Militaria from the region connected with the Pilica river are gathered in the section "War trophies of Pilica". The exhibits were mainly found at the bottom of the river, as well as in the surrounding area. Exhibits include an artillery tractor belonging to the Luftwaffe. It spent 54 years at the bottom of the Pilica river.

The museum includes exhibits from the nearby town of Spała, which is located on the Pilica river. There is a small building which was a tsarish toilet and also elements of the entrance gate to Spała. Later, all these items from Spała were joined by a guardhouse which was situated beside the President's residence in Spała in the period of the Second Polish Republic.

Through the museum runs the symbolic axle of the Pilica river. Within the territory of the museum there is a hundred-year-old iron barge, an iron engineer boat, as well as a military towing boat and a rescuer's turret.
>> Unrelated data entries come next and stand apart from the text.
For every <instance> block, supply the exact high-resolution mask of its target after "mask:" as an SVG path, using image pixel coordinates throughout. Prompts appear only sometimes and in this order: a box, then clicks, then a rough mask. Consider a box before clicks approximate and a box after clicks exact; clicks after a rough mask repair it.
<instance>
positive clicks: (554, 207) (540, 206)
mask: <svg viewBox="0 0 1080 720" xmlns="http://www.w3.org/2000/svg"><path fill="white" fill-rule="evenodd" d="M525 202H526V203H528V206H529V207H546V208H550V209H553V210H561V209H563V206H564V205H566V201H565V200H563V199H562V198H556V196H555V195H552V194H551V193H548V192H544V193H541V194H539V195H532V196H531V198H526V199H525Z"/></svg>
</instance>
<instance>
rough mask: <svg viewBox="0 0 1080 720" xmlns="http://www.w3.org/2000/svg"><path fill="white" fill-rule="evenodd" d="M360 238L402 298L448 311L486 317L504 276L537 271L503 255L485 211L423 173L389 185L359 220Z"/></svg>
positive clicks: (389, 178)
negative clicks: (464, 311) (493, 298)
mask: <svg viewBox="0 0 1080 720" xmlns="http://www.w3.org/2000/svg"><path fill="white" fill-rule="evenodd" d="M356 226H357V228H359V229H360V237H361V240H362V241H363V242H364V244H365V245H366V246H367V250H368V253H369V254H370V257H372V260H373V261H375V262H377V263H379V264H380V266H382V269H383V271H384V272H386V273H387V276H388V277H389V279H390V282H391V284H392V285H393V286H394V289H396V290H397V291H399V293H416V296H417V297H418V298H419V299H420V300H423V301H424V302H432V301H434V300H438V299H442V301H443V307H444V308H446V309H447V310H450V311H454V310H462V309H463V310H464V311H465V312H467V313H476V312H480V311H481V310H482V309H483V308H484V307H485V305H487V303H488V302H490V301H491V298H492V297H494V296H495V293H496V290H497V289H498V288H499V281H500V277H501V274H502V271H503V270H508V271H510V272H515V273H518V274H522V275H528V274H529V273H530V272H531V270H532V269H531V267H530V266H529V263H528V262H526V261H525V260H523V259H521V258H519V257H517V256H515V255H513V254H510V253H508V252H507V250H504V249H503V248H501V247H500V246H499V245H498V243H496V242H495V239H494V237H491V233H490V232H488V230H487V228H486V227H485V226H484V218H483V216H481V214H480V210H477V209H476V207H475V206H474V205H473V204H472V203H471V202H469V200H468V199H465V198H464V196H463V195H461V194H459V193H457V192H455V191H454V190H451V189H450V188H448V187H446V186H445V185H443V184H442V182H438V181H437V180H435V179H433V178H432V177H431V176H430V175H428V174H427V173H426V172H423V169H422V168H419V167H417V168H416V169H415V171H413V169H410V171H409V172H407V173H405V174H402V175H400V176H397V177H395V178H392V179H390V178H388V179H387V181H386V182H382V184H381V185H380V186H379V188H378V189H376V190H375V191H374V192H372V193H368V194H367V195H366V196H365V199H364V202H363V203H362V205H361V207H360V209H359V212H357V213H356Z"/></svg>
There is also a railway waiting room building. This wooden building was built in 1896. Over the years the building fell into ruin as it was no longer used at the railway. The local government of Tomaszów Mazowiecki strove to save it and in 2006, following a decision by the provincial conservation office, the building was moved to the open-air museum of Pilica river and reconstructed there.

Temporary exhibitions are presented in the building of a former day-room. Apart from these temporary exhibitions, collections dedicated to rowing and folk boat building are also presented.

The activities of the open-air museum of Pilica river were recognised by the Polish Tourist Organisation in 2005 when the museum was awarded a prize for "the best Polish tourist product of the year". In 2009 the museum was awarded the award "Friendly Bank".